Gaëlle s'assit à côté de lui et retira sa capuche. Son visage, autrefois jolis, laissait maintenant entrevoir, sous sa peau presque totalement transparente, ses veines, dans lesquelles circulait le liquide verdâtre. Lorsqu'elle tourna la tête vers lui, il détourna la sienne, afin que leurs yeux ne se croisent pas. Jamais !
– Je suis au courant pour la mission annulée de ce matin. Je sens que les gradés, et de plus en plus de soldats, aimeraient bien se débarrasser de nous. À l'avenir, je pense qu'ils ne nous feront pas de cadeaux.
– Je m'en suis rendu compte également et je suis pratiquement certain, que nous aurons à fuir pour rester en vie.
– Tu as eu une vision ?
– Non, c'est juste un pressentiment, mais il est récurant.
Après un moment de silence, elle reprend la parole.
– Je dois te dire quelque chose Thomas, puis-je te faire confiance ?
– Je ferais toujours tout pour ne jamais te nuire Gaëlle.
– Merci, je te sens sincère et cela me fait du bien. Bon, voilà, je ne sais pas si c'est pareil pour toi, mais depuis quelque temps, lorsque je suis dans un rayon d'environ, trois mètres, de personnes autour de moi, j'arrive à entendre leurs pensées et ressentir leurs humeurs. J'ai un peu de mal à comprendre ce qu'ils pensent, car cela fait comme des sons étouffés, mais avec leur humeur, j'arrive à bien décrypter.
– Cela m'est également arrivé quelques fois, mais uniquement lorsque la personne est proche de moi. Du coup, maintenant, je ne m'approche plus des gents. J'ai peur de savoir ce qu'ils pensent de moi, de nous. Je croyais être le seul. Je me sens un peu ridicule.
Un silence s'installa dans la tente, pendant que la pluie, imperturbable, continuait à faire des claquettes. Puis Thomas reprit la parole.
– Finalement, c'est une bonne chose pour nous, tu ne crois pas ?
– Oui, c'est ce que je me disais surtout avec ton pressentiment.
– Tu crois que les autres sont pareilles ?
– Il y a de fortes chances en effet.
– Que penses-tu de Léon ?
– Je ne le sens pas du tout celui-là. Mets un F à la place du L et ça devient Félon.
– Nous sommes d'accord.
– Et Hervé ?
Après un instant de réflexion, il répond en esquissant un sourire.

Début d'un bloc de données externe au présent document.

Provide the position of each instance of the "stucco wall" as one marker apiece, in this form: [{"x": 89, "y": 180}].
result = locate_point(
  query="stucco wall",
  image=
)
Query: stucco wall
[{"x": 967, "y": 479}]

– Je le trouve sympathique et je le pense honnête, je crois qu'il pourrait partir avec nous. Il faudrait le briffer.
– OK, je vais voir ce que je peux faire.
Après un instant d'hésitation, elle reprend.
– Pourquoi as-tu détourné le regard, lorsque je t'ai regardé ?
– Ce n'est pas à cause de toi, je t'expliquerai plus tard. Il faudrait que tu retournes dans ta tente, il ne faudrait pas que quelqu'un se rende compte que tu es là. Surtout pas le Félon.
Après s'être souhaité une bonne nuit, Gaëlle retourne dans son antre. La pluie s'est calmée.
Maintenant qu'ils étaient nyctalopes, leurs yeux brillaient dans le noir comme ceux des animaux nocturnes et Thomas ne supportait plus de les voir, car cela le ramenait à chaque fois à l'épisode des rats, lorsqu'il avait commencé son périple dans les souterrains afin de fuir la Capitale. Il s'endormit en pensant à Gaëlle, il l'aimait bien et apparemment, c'était réciproque. Il se demanda également jusqu'où cela pourrait les conduire.